Janssen J-J dit: 10 janvier 2017 à 17 h 51 min

@0.15 Même dans un arrosoir, on ne peut mettre que trois tiers. CÉSAR (triomphal) Alors, explique-moi comment j’en ai mis quatre dans ce verre. MARIUS Ça, c’est de l’arithmétique. CÉSAR Oui, quand on ne sait plus quoi dire, on cherche à détourner la conversation. Et la dernière goutte, c’est de l’arithmétique aussi ? »

Je suppose que vous faisiez allusion à l’arithmétique tacticienne de wgg, n’est-ce pas, Ch. ? Très drôle… Merci infiniment de nous avoir donné l’occasion d’expliquer la démarcation de vos ressentis de lectrice assidue, et pour cette chute pour le moins inattendue. Mais le NOIR quand même, dans l’infini nuancier de Soulages, ce n’est jamais sinistre.

bérénice dit: 10 janvier 2017 à 17 h 18 min

J’attendrai le 13 et j’irai voir ce film dans une ville où Molière séjourna, il faut faire honneur à la poésie en rendant hommage au théâtre comme de plus la salle de projection n’a pas été rénovée depuis le velours rouge, la nostalgie s’invitera au côté des âmes solitaires qui vont sans se presser entrelacer leurs rêveries à l’image.

bérénice dit: 10 janvier 2017 à 17 h 14 min

Entre les molécules !

et si vous n’affichez pas le Nobel de chimie, rien à faire, drapeau en berne, la molécule recule.

D. dit: 10 janvier 2017 à 16 h 43 min

Heure par heure, comme une fleur qui s’ouvre,
Les vérités fleuriront,
Car le soleil peut pâlir et nous manquer les étoiles;
La Loi de Dieu demeure;
Sa splendeur éclate, son influence croît
Au lent travail de la nature,
Du menu zoophyte aux Grands Maîtres de Tout,
À travers les millions d’années.

Bloom dit: 10 janvier 2017 à 16 h 27 min

J’étais à Toulon ces derniers jours.
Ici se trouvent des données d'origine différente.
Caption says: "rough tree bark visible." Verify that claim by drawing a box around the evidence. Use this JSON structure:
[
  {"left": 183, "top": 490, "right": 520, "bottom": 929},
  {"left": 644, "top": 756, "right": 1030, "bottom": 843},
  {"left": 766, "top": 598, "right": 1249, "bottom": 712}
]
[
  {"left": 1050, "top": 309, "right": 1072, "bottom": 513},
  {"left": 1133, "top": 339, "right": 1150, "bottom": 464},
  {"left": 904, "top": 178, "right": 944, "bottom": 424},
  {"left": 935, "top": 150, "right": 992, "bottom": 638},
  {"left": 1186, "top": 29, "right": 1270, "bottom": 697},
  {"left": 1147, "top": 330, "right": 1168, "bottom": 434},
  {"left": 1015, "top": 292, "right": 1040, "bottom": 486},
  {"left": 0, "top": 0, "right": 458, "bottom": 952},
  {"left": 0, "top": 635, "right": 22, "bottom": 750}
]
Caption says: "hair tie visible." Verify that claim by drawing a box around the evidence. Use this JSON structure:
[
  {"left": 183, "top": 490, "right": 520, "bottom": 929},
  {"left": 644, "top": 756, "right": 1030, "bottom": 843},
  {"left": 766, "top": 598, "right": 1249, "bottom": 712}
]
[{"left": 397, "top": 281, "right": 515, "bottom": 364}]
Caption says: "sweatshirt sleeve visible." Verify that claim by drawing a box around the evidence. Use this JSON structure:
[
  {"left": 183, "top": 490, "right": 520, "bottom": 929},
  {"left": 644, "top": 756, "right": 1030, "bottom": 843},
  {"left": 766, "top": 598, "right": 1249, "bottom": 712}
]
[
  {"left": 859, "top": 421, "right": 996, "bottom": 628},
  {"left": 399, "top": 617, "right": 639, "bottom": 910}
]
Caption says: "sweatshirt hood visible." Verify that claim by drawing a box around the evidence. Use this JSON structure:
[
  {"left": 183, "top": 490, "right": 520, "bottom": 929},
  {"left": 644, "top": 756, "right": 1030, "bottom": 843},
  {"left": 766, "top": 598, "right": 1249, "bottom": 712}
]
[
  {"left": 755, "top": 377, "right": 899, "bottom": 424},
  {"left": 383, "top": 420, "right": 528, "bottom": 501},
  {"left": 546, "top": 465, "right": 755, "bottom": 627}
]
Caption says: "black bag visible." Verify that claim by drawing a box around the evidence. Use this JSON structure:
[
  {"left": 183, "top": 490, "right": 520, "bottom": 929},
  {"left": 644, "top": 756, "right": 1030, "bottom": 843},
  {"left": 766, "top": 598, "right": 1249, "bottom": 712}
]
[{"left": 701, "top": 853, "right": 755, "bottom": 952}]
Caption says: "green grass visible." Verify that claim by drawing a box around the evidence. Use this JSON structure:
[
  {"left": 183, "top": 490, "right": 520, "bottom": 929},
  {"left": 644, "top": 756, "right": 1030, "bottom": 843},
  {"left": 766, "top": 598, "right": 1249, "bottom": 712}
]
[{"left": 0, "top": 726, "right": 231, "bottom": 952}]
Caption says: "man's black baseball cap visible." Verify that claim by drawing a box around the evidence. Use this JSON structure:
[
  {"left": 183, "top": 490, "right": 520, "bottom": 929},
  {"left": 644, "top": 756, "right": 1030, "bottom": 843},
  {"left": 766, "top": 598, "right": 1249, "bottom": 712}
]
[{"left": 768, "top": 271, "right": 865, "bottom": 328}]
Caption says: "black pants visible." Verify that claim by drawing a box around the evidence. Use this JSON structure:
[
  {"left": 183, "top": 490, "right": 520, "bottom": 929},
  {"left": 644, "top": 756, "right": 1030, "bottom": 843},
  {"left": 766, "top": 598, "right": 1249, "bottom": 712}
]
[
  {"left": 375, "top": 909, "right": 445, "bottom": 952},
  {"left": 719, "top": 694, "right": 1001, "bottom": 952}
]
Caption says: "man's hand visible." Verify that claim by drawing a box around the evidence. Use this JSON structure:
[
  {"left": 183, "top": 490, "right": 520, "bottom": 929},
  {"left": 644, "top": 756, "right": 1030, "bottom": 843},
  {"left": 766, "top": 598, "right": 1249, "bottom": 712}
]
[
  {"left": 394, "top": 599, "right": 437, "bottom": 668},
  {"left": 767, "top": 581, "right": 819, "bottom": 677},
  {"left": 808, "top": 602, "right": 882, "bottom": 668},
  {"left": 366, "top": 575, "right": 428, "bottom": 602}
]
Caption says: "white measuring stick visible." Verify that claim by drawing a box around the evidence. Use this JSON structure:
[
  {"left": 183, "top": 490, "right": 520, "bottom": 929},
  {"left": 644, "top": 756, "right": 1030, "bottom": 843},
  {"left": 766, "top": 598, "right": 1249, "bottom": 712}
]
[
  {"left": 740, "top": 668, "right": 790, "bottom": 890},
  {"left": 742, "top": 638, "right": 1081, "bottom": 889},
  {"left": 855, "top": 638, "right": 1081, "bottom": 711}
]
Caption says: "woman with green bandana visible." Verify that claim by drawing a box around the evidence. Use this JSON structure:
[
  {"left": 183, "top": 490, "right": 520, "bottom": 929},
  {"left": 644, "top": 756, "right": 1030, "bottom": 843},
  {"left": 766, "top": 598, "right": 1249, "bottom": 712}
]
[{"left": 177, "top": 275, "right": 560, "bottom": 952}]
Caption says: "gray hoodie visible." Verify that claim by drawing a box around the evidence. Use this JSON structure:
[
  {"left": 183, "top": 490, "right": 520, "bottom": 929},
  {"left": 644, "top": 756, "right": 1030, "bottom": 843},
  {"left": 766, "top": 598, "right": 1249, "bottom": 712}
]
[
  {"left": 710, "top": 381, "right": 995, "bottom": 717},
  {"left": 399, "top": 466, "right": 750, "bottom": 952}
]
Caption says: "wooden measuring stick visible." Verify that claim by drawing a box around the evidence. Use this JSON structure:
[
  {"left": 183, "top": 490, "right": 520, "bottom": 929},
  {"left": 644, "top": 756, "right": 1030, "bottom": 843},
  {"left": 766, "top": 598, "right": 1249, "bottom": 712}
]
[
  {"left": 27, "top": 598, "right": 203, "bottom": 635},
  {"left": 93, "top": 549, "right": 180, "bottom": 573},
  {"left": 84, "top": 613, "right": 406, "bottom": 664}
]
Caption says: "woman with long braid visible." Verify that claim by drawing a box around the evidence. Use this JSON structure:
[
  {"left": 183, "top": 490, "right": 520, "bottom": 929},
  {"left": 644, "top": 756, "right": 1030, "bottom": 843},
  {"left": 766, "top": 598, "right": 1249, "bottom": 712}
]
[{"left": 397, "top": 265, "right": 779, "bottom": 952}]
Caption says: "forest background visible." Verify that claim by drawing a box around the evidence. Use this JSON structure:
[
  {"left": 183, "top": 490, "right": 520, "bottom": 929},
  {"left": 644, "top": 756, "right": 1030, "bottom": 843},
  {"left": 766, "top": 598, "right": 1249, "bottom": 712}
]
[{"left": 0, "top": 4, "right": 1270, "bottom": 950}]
Le grand remplacement est passé par là

T’as vu, Baroz, c’est dingue…Le RCT ne compte presque plus de joueurs français…(c’est mes copines qu’ont formé Manonu en français à Auckland, courtesy RCT themselves)…
Autrefois, on disait pareil des Ritals, et puis tu vois, on les aime tellement qu’on leur offre la Coupe du Monde sur un coup de tête…O tempo, o mores, eodem stercore. The way of the world.